[caption id="attachment_331870" align="aligncenter" width="490" caption="(Foto: liputan6.com)"][/caption]
Dalam masa pemerintahan Presiden Habibie, Timor-Timor diibaratkan dengan ‘kerikil dalam sepatu’. Hal yang sama bisa saja terjadi pada Papua. Jika tidak ditangani secara sungguh-sungguh, nasib Papua bisa seperti Timor Timur.
Maka hari pertama setelah dilantik, Kabinet Kerja bidang Polhukam menggelar rapat koordinasi. Salah satu agenda penting yang dibahas dalam rakor perdana tersebut adalah masalah pembangunan Papua dan keberadaan gerakan separatisme di wilayah itu. Masalah ini diangkat oleh tiga kementrian sekaligus yang berada di bawah koordinasi Kemenkopolhukam. Kemendagri dan Kemenlu melaporkan soal pembangunan di Papua dan masalah-masalah yang harus diselesaikan, sedangkan Polri dan TNI mengangkat masalah separatis. http://www.merdeka.com/peristiwa/rakor-pertama-polhukam-bahas-pembangunan-papua-separatis.html
Gerakan Separatisme bukan dampak
Mungkin sementara pihak masih beranggapan bahwa gerakan separatisme di Papua adalah dampak dari lambannya roda pembangunan di Papua. Tetapi dengan berjalannya waktu, apa yang diasumsikan sebagai ‘dampak’ tersebut, sebetulnya lebih pas disebut faktor penghambat pembangunan. Karena sejarah membuktikan bahwa separatisme memang sengaja ditanam dan disiram, dan dikembangkan oleh bangsa penjajah dalam strategi klasik mereka, yakni ‘devide et impera’.
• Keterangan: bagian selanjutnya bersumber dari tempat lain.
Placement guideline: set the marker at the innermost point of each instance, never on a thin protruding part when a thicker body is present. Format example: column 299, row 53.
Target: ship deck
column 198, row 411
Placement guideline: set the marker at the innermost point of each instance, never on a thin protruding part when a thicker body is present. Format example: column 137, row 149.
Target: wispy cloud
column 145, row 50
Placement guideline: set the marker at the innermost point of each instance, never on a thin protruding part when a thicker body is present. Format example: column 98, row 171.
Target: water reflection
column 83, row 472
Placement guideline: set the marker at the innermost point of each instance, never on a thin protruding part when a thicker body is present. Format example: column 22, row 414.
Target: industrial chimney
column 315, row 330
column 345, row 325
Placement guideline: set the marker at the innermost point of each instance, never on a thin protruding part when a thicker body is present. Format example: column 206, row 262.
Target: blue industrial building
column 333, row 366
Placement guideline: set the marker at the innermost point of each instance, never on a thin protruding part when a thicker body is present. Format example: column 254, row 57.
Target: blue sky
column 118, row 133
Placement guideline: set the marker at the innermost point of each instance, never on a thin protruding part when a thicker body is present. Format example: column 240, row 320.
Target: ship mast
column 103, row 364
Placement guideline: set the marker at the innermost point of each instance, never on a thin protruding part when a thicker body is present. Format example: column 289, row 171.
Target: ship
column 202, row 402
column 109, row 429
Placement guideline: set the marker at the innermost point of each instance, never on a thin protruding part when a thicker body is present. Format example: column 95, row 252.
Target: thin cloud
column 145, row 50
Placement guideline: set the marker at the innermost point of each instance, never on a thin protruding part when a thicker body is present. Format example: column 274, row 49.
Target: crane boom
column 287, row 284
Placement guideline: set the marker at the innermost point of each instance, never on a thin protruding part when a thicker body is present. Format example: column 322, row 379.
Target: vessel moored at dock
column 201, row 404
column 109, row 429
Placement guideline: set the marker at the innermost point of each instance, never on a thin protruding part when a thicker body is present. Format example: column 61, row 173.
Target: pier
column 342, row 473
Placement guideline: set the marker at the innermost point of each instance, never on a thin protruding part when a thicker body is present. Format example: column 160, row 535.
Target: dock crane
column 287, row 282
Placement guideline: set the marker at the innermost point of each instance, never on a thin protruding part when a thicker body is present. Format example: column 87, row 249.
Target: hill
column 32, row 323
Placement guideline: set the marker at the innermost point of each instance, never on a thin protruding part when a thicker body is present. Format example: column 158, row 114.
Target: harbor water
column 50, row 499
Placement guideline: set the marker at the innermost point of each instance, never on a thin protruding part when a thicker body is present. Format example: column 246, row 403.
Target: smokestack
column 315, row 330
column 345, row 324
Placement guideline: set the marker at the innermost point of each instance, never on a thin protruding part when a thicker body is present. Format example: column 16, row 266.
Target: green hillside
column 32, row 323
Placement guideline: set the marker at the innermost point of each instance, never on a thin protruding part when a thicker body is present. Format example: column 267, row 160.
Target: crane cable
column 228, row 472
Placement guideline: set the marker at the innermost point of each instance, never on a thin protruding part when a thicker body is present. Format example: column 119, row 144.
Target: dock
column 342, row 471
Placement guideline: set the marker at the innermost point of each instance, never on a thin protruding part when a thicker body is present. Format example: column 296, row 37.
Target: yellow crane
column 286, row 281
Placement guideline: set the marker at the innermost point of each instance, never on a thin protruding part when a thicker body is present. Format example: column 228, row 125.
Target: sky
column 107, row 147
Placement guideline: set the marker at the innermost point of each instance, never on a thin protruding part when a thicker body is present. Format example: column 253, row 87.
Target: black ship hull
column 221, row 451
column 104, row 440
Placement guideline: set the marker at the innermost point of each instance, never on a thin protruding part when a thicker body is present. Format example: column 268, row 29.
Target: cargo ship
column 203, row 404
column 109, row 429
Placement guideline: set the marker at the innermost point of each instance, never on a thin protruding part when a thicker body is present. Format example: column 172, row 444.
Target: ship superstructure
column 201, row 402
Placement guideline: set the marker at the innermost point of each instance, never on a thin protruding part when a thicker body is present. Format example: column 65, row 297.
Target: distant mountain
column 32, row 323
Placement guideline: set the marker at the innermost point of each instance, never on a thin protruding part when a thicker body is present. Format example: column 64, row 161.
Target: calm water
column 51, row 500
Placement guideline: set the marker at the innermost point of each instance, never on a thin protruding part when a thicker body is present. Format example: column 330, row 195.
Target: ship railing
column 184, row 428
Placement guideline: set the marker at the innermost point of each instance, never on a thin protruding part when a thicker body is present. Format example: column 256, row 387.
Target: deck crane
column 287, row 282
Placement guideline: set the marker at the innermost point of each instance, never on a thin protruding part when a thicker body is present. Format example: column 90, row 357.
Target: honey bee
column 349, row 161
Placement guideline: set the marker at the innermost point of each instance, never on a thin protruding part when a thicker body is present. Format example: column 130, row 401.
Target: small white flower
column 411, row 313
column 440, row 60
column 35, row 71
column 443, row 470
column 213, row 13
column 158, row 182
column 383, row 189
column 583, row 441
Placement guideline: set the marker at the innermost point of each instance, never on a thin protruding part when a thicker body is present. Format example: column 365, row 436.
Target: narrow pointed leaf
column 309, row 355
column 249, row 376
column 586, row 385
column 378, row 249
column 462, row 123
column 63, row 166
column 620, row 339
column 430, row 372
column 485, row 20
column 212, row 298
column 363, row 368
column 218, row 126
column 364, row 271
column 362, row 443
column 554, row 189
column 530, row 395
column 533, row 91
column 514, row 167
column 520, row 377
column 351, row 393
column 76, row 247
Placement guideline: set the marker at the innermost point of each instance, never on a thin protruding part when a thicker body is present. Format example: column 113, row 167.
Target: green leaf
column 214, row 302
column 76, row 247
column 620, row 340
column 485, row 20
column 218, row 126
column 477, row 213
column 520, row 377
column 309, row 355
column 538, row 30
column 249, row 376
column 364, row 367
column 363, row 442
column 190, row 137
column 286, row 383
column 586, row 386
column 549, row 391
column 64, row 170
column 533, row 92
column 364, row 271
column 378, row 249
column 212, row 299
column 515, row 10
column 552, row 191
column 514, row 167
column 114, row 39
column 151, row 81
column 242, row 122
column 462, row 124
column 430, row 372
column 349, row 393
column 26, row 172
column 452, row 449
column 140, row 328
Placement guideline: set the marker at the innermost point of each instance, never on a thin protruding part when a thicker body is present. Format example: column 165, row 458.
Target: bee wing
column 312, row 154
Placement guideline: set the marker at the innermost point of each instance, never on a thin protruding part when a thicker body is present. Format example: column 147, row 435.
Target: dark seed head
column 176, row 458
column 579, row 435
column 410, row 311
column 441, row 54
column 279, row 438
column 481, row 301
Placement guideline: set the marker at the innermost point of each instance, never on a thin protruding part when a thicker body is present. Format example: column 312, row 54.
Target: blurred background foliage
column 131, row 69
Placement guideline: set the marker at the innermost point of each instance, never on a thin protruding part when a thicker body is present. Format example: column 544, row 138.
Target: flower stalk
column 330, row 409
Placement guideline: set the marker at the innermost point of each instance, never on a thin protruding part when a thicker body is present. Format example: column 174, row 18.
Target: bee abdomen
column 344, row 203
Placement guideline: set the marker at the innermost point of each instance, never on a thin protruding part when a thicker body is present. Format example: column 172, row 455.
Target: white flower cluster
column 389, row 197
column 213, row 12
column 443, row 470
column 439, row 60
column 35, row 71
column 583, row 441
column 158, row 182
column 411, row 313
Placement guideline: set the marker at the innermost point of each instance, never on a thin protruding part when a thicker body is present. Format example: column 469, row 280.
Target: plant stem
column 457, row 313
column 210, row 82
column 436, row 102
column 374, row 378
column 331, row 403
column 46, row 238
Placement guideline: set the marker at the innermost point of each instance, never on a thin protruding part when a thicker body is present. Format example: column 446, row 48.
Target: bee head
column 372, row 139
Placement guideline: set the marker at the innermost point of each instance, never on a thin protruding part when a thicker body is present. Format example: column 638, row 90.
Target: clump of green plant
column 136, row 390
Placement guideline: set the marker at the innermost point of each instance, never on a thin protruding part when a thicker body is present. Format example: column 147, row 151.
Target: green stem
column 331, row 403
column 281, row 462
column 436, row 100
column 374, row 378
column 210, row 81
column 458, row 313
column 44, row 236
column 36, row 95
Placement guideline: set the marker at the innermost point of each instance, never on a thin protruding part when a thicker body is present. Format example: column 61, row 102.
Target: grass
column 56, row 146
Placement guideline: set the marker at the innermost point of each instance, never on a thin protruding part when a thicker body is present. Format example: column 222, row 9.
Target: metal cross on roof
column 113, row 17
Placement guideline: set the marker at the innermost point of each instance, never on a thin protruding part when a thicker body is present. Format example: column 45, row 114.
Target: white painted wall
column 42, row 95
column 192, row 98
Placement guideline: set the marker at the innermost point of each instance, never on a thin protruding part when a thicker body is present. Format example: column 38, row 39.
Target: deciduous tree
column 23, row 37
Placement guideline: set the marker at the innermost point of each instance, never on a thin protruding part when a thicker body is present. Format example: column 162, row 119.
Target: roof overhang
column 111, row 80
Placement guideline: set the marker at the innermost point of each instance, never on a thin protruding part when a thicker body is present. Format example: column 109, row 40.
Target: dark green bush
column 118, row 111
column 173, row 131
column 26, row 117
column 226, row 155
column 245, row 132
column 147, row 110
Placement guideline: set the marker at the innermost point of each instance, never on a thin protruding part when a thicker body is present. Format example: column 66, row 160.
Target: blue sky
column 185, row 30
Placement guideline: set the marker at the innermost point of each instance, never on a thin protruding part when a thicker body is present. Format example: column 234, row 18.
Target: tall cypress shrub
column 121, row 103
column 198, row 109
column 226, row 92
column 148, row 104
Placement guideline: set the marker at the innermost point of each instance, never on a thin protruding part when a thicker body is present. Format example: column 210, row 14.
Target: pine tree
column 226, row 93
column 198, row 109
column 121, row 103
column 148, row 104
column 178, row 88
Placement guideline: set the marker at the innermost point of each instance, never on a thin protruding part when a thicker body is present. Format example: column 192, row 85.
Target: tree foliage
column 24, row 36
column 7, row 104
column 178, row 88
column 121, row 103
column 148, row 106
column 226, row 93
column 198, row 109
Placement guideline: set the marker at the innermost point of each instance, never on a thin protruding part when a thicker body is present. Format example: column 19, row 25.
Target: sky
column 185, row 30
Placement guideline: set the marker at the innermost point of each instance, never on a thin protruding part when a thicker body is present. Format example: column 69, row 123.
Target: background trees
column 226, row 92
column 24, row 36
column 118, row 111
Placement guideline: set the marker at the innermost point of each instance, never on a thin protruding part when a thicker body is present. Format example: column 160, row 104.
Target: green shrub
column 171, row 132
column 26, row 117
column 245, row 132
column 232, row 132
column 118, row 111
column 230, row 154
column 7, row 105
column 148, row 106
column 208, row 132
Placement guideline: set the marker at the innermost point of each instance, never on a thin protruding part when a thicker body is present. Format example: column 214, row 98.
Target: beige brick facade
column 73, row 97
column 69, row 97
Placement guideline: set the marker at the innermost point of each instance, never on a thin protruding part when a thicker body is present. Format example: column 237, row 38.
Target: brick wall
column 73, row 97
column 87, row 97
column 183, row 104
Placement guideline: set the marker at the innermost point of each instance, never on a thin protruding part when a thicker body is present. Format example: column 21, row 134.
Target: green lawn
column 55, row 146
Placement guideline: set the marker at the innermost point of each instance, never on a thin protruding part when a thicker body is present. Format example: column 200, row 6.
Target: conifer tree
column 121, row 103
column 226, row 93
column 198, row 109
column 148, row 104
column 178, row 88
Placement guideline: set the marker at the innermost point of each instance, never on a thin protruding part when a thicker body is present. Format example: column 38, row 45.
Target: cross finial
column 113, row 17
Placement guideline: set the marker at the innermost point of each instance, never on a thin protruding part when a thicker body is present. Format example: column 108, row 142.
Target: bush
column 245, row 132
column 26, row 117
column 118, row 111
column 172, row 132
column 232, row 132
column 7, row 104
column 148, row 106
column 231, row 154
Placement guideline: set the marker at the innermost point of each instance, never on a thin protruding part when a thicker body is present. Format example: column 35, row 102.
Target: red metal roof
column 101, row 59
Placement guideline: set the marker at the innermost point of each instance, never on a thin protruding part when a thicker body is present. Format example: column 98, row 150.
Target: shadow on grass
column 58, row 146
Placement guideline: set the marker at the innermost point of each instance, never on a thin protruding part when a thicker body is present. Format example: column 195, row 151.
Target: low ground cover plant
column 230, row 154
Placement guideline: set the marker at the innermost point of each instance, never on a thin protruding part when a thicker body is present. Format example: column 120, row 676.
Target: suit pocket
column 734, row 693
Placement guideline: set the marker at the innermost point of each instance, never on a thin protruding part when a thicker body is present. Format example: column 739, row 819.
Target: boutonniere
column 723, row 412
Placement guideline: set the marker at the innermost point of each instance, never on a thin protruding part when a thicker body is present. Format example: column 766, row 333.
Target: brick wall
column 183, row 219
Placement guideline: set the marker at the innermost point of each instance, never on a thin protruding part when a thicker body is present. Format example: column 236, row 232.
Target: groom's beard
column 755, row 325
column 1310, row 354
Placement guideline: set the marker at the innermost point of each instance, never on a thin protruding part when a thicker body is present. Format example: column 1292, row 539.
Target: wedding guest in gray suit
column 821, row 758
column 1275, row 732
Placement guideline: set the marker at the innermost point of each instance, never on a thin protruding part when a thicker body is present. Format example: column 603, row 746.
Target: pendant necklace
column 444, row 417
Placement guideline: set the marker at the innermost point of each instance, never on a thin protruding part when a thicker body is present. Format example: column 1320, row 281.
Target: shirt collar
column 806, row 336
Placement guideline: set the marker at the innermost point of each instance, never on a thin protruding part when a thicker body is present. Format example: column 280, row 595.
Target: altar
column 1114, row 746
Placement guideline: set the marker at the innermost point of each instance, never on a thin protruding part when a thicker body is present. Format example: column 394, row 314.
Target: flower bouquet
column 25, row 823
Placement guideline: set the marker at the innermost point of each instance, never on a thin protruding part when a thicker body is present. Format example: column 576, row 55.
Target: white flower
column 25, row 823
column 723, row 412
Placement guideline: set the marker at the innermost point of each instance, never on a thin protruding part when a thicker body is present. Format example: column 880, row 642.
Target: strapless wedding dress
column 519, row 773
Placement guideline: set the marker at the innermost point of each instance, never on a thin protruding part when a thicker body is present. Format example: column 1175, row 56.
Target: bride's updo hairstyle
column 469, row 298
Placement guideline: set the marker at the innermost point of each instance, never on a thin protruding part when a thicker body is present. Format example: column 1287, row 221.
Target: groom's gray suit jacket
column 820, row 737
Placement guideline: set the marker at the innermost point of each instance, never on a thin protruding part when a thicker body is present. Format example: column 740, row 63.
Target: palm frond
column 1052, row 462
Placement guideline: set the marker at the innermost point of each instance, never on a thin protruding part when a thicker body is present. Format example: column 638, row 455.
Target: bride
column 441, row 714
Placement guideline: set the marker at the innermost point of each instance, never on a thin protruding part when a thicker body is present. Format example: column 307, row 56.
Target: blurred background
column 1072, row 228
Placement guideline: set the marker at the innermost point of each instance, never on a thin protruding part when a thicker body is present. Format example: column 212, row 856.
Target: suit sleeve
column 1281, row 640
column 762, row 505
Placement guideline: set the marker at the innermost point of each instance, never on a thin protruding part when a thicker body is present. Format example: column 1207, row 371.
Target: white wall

Jika benar keberadaan gerakan separatisme tersebut adalah dampak, maka logikanya dengan sentuhan pembangunan yang begitu gencar di berbagai aspek kehidupan, separatisme akan luntur dengan sendirinya. Tetapi faktanya, separatisme di Papua seakan bergerak berbanding lurus dengan gencarnya pembangunan. Artinya, semakin gencar pembangunan dilakukan, semakin gencar pula tuntutan kaum separatis untuk memisahkan diri dari NKRI.
Lihat saja angka penembakan dan penyerangan terhadap aparat keamanan oleh kelompok OPM bersenjata dalam empat tahun terakhir ini, terus meningkat. Demikianpun tuntutan referendum dilakukan dengan berbagai cara dan semakin intens hingga ke dunia internasional. Bahkan dua Perdana Menteri dari negara Vanuatu (Moana Carcasses Kalosil dan penggantinya Joe Natuman) sepanjang tahun ini sudah dua kali menyuarakan tuntutan Papua merdeka tersebut dalam forum Sidang Majelis Umum PBB. Belum lagi lembaga-lembaga lain di tingkat regional yang juga gencar mendukung gerakan Papua merdeka, seperti Melanesian Spearhead Group (MSG), Kaukus Parlementarian untuk Papua Barat (IPWP), International Human RightsCommission (IHRC) wilayah Asia, dan masih banyak lagi yang lain.
Artinya, gerakan separatisme di Papua tidak lagi semata-mata hanya dilakukan oleh warga Papua yang pemikirannya masih berseberangan, tetapi sudah menjadi agenda bersama yang melibatkan sejumlah kelompok kepentingan di luar negeri. Sehingga penegakan hukum terhadap para pelaku makar di Papua, juga harus dibarengi dengan “menjinakan” para aktor luar negeri.
Fakta-fakta ini teramat penting menjadi catatan Kabinet Kerja Jokowi-JK, khususnya kementrian yang secara langsung berurusan dengan persoalan Papua. Karena jika salah mendiagnosa permasalahan, solusinya pun dipastikan tidak akan menyelesaikan permasalahan dimaksud. Semoga.